The concept of a body fat percentage ‘set-point’ is now better understood and provides an explanation as to why weight regain is so common and why sustained weight loss is so difficult. This theory is of particular importance for people who have serious weight issues (BMI above 35). Body fat percentage is tightly regulated to ensure we have adequate energy stores to survive in times of increased stress, such as illness. The human body does not like change, and prefers to maintain a state of homeostasis (stable balance). It is for this reason that multiple physiological mechanisms override our effort to lose weight, and ensure our weight is maintained.1 This weight is known as our ‘set-point’ and is different for everyone.1 Patients with obesity have an elevated set point, which can be attributed to many factors.1 Genetics, environmental factors and lifestyle habits all have a role in causing an abnormally elevated set point1. Furthermore, once elevated various physiological factors fight to keep it there.1
Neural and hormonal factors are responsible for sustaining an elevated set point. The hypothalamus is an area of the brain responsible for appetite control and regulation of metabolic rate. In response to diet-induced weight loss the hypothalamus signals to increase appetite and decrease metabolism, in order to prevent further weight loss.1 In addition to this neural action, hormonal regulation also acts to inhibit weight loss. Studies have shown that even one year after initial weight loss, circulating levels of appetite regulators that promote weight gain, such as the hormone ghrelin for example, are higher compared to baseline measures before weight loss.2
For long-term weight loss, it is clear that interventions must not only create an energy deficit but also act to modify the body fat percentage set point. Modern bariatric surgery is an effective treatment in which many patients are able to do just this and is therefore increasingly associated with successful outcomes.

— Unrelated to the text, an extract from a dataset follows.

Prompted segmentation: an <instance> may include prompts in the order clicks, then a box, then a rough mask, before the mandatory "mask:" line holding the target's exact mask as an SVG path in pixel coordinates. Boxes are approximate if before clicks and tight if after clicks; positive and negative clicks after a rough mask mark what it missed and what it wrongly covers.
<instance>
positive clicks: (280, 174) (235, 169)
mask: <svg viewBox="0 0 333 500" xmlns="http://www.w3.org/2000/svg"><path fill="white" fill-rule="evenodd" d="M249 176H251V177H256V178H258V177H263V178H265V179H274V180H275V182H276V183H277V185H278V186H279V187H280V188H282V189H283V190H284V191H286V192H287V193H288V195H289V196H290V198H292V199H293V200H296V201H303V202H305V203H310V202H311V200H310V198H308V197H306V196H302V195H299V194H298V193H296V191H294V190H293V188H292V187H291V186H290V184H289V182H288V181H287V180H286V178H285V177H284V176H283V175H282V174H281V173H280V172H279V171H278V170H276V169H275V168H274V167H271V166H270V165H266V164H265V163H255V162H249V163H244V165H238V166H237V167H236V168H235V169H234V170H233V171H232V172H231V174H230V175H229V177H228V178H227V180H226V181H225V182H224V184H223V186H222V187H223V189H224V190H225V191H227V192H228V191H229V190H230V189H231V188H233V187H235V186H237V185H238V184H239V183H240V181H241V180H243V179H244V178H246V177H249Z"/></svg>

It is a common misconception that bariatric surgery works only by ensuring an energy deficit, through both restrictive and malabsorptive means. It is now understood that bariatric surgery also influences the set point through hormonal changes post-surgery.3 For example, studies have shown that following a meal, post-surgery patients have increased levels of peptides that promote satiety.3,4 The gastric bypass procedure in particular has been associated with improved blood sugar control through heightened insulin response.4 This is certainly an exciting area of research, and more investigations are needed to better understand these pathways. To achieve the best outcomes for patients a multidisciplinary approach is critical. Surgery is effective in addressing the physiological mediators of obesity, however it does not address the social aspects of eating, or a strong dieting mentality that may have developed over many years of weight loss attempts. Regular follow-up with a dietitian and psychologist aids in supporting patients along their weight loss journey. The causes of obesity are multifactorial and complex. With a holistic health care team approach, bariatric surgery is a successful and sustainable weight loss option for many patients.

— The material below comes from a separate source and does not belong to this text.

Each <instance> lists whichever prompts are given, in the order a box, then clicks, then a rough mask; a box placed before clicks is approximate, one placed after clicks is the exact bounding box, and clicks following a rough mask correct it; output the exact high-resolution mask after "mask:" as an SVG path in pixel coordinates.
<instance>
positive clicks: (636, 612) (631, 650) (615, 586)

- Kaplan L, Seeley R, Harris J. Myths associated with obesity and bariatric surgery: Myth 1: Weight can be reliably controlled by voluntarily adjusting energy balance through diet and exercise. Bariatric Times. 2012;9(5):12-13.

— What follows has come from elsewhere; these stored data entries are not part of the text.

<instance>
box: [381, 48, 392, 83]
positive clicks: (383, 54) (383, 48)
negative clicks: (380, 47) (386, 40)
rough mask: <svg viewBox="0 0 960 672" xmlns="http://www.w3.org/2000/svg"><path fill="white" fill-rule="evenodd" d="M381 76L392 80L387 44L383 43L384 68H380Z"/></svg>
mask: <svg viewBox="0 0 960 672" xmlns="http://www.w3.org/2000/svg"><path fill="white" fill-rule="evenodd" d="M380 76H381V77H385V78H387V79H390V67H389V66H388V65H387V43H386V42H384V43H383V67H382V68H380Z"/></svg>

- Sumithran P, Prendergast L, Delbridge E, Purcell K, Shulkes A et al. Long-term persistence of hormonal adaptations to weight loss. N Engl J Med. 2011;365(17): 1597-1604.
- Kaplan L, Seeley R, Harris J. Myths associated with obesity and bariatric surgery: Myth 2: Bariatric surgery induces weight loss primarily by mechanical restriction and nutrient malabsorption. Bariatric Times. 2012;9(5): 12-13.
- Le Roux C, Aylwin S, Batterham R, Borg C, Coyle F et al. Gut hormone profiles following bariatric surgery favor an anorectic state, facilitate weight loss, and improve metabolic parameters. Annals of Surgery. 2006;243(1): 108-114.